Skip to content

Result Contract

Every step must produce a result marker. This is the protocol between the agent and the bugatti harness.

The agent emits one of these at the end of its work for each step:

RESULT OK
RESULT WARN: <message>
RESULT ERROR: <message>
MarkerMeaningExit code impact
RESULT OKStep passed0
RESULT WARN: <msg>Passed with caveats0 (or 1 with --strict-warnings)
RESULT ERROR: <msg>Step failed1

Bugatti searches backwards through the agent’s output for the last RESULT line.
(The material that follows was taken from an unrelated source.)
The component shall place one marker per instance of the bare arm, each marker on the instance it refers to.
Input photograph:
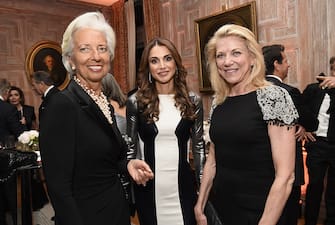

This means:

  • The agent can output free-form reasoning before the marker
  • Only the final RESULT line counts
  • If no marker is found, it’s a protocol error and the step fails

If the agent doesn’t produce a result within the step timeout (default 300s, configurable per-step or globally), bugatti kills the agent process and records a timeout failure (exit code 4).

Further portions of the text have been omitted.